Ofcom: GB News breached broadcasting rules
March 6, 2023
By Colin Mann
UK broadcast regulator Ofcom has found the Mark Steyn programme, which aired on GB News on April 21st, 2022, in breach of its broadcasting rules.
Ofcom says it has been consistently clear that, under its rules, broadcasters are free to transmit programmes which may be considered controversial and challenging, or which question statistics or other evidence produced by governments or other official sources. It can clearly be in the public interest to do so. However, with this editorial freedom comes an obligation to ensure that, when portraying factual matters, audiences are not materially misled.
In this case, Ofcom’s investigation found that an episode of the Mark Steyn programme fell short of these standards – not because it exercised its editorial freedom to challenge mainstream narratives around Covid-19 vaccination – but because, in doing so, it presented a materially misleading interpretation of official data without sufficient challenge or counterweight, risking harm to viewers.
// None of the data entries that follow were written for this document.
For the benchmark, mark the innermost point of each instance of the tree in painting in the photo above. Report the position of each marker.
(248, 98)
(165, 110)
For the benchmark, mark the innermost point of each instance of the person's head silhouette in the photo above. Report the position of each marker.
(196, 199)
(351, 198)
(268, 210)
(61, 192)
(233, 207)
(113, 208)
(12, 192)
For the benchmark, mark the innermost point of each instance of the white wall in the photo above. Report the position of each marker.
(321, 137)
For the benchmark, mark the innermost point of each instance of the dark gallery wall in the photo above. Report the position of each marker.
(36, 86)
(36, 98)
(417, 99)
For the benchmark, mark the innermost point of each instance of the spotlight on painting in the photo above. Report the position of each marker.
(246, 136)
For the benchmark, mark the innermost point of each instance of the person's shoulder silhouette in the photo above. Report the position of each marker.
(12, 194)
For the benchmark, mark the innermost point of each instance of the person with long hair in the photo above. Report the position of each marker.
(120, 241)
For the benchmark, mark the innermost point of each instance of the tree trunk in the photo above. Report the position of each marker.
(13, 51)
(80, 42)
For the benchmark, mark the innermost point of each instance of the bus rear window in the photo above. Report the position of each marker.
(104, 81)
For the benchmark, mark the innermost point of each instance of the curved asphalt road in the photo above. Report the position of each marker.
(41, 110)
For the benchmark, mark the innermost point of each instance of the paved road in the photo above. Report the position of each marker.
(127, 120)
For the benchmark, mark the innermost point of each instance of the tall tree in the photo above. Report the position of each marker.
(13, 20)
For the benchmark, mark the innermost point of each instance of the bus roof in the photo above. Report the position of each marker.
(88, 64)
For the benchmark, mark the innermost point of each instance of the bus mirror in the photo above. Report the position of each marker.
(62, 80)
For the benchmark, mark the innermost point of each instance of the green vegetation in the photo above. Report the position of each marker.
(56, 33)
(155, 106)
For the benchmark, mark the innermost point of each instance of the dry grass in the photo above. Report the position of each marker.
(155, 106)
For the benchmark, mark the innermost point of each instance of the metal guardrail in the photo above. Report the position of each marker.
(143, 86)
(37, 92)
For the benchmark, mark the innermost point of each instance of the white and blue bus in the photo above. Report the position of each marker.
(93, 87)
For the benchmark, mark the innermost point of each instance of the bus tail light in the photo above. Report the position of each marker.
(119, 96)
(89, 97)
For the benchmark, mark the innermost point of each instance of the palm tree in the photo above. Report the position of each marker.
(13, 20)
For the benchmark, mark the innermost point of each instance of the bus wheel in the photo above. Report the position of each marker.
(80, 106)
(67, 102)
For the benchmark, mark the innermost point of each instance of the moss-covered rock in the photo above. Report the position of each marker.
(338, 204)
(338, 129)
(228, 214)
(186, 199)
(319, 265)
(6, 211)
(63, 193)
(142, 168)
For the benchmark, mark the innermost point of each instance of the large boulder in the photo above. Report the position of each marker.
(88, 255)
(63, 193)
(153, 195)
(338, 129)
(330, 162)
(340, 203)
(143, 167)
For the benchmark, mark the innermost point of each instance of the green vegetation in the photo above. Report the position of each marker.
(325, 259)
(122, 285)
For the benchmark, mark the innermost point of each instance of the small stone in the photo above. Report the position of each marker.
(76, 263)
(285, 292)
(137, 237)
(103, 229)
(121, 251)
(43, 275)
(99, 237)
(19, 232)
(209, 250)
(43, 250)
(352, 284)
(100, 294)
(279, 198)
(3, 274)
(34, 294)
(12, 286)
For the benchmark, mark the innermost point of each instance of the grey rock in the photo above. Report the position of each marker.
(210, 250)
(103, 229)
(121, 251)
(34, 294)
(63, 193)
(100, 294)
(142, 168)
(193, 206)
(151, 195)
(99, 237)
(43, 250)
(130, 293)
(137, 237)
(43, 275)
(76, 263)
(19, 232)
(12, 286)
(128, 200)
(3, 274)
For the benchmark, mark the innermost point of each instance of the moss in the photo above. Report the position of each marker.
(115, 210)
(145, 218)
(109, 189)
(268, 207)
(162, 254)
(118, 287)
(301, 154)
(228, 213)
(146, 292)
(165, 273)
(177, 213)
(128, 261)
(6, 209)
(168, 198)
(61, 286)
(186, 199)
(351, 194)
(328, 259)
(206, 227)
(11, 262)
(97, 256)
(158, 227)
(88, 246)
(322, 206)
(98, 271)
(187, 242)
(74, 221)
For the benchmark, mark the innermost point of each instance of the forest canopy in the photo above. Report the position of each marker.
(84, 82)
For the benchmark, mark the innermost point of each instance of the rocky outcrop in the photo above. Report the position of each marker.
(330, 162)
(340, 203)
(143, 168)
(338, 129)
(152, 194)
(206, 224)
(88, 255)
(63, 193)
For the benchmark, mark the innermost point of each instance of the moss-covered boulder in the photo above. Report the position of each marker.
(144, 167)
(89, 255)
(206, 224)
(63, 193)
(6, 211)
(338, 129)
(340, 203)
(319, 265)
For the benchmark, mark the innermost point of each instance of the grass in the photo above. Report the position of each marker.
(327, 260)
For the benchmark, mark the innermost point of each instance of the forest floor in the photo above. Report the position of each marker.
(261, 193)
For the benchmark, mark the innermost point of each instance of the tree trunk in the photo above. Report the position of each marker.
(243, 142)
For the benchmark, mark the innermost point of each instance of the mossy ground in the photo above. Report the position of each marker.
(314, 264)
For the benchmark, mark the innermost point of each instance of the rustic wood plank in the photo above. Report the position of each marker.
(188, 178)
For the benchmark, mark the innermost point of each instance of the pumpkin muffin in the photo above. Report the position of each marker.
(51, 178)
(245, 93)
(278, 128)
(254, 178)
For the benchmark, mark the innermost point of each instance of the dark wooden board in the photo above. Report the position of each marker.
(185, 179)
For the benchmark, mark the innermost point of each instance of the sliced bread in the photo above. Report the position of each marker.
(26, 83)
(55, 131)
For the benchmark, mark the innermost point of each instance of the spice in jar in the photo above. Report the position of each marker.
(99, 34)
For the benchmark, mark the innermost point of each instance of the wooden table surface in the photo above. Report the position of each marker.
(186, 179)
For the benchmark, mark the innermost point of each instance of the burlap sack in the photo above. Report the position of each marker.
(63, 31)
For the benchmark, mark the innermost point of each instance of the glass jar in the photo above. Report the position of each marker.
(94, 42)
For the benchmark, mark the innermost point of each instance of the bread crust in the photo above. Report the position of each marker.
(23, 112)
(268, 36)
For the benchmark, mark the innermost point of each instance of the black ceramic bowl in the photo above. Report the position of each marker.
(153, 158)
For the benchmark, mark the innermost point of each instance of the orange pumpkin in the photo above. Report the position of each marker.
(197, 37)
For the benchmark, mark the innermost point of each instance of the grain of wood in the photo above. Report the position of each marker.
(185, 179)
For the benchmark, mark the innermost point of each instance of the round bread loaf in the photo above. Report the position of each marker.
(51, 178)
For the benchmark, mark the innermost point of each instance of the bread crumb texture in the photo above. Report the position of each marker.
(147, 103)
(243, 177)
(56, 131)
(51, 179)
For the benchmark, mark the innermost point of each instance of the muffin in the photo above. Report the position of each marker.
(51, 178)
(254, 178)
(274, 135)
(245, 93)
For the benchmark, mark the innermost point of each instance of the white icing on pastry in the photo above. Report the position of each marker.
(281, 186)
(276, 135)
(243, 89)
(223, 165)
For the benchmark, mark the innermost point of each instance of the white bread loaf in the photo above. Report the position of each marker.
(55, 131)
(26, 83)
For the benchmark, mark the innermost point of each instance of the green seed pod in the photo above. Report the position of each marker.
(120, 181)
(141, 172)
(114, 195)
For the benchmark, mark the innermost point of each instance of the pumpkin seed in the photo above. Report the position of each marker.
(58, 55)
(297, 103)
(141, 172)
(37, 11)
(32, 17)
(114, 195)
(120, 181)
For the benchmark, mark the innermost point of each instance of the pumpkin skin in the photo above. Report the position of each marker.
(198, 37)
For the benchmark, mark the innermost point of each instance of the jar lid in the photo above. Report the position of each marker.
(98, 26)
Specifically, the programme incorrectly claimed that official UKHSA data provided definitive evidence of a causal link between receiving a third Covid-19 vaccine and higher infection, hospitalisation and death rates.
This was materially misleading because the way the data was presented to viewers during the programme did not take account of the significant differences in age or health of people in the vaccinated and unvaccinated groups studied. Ofcom also took into account the definitive way in which the misleading interpretation of the data was presented, and the absence of adequate counterweight or genuine challenge. The programme also failed to reflect that the UKHSA reports made clear that the raw data contained within them should not be used to draw conclusions about the effectiveness of the vaccine.
Given these misleading claims were broadcast as part of a factual programme on a news and current affairs service and may have resulted in viewers making important decisions about their own health, Ofcom concluded that the programme was potentially harmful and materially misleading, in breach of Rule 2.2 of the Broadcasting Code.
An additional investigation into an episode of Mark Steyn, which aired on October 4th, 2022, remains ongoing.